Collapsed variational Bayes for Markov jump processes
Zhang, Boqian, Pan, Jiangwei, Rao, Vinayak A.
Markov jump processes are continuous-time stochastic processes widely used in statistical applications in the natural sciences, and more recently in machine learning. Inference for these models typically proceeds via Markov chain Monte Carlo, and can suffer from various computational challenges. In this work, we propose a novel collapsed variational inference algorithm to address this issue. Our work leverages ideas from discrete-time Markov chains, and exploits a connection between these two through an idea called uniformization.
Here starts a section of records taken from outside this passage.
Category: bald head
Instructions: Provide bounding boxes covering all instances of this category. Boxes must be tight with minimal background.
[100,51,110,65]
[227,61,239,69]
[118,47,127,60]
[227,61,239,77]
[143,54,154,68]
Our algorithm proceeds by marginalizing out the parameters of the Markov jump process, and then approximating the distribution over the trajectory with a factored distribution over segments of a piecewise-constant function. Unlike MCMC schemes that marginalize out transition times of a piecewise-constant process, our scheme optimizes the discretization of time, resulting in significant computational savings. We apply our ideas to synthetic data as well as a dataset of check-in recordings, where we demonstrate superior performance over state-of-the-art MCMC methods.